Production of H2 by electrolysis
This is where the H2arvester comes in. In 2017, this innovation was awarded a sustainability award by the Dutch Ministry of Economic Affairs and Climate. Since the prototype has been in the field, interest has picked up. “There is a lot of interest from the market,” says Mr Veefkind. “On the one hand, it is a policy solution as a response to the solar parks. That’s why there is now a certain urgency; we need a proof-of-concept.” This year there will start a trial at a strip cultivation plot at the ‘Farm of the future’ of the Wageningen University & Research.

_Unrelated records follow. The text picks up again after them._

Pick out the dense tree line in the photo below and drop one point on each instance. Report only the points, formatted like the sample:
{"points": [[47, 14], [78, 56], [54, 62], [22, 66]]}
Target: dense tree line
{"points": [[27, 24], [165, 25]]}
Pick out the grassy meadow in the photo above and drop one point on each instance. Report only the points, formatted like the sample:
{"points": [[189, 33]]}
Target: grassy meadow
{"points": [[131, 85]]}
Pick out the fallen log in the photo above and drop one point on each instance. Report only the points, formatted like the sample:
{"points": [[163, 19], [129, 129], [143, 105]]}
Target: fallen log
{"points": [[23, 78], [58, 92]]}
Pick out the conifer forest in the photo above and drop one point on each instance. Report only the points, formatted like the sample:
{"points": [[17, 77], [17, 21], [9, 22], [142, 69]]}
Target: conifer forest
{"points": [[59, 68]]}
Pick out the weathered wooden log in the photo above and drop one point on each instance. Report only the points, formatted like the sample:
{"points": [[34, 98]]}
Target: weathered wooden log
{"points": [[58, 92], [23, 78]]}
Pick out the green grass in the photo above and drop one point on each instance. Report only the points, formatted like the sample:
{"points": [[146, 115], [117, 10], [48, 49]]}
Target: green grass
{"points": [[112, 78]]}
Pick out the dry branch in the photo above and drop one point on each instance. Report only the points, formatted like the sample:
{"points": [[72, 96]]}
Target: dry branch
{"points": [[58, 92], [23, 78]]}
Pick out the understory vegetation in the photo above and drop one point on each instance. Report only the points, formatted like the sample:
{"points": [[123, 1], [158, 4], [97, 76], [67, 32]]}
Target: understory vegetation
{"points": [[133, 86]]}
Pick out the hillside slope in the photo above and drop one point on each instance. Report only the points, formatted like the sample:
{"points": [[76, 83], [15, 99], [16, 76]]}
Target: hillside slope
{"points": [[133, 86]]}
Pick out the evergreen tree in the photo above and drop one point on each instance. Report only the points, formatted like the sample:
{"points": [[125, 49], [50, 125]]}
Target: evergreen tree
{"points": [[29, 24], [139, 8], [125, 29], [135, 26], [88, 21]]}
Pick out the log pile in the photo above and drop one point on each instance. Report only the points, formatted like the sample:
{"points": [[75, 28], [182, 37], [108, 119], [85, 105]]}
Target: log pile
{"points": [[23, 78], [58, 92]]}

The harvesters are composed of solar panel segments supported by motorised wheelsets, which allow them to move autonomously on arable fields and grassland; even getting across ditches, as former trials revealed. The idea here is to achieve double land use; the maximum surface covered by the moving panels would amount to 10% of the field. The yield from the solar panels is then used to produce H2 via electrolysis, the process of using electricity to split water into hydrogen and oxygen. H2 could be stored on house lot of the farm and could be used to be self-sufficient or to share it with a co-operative organisation.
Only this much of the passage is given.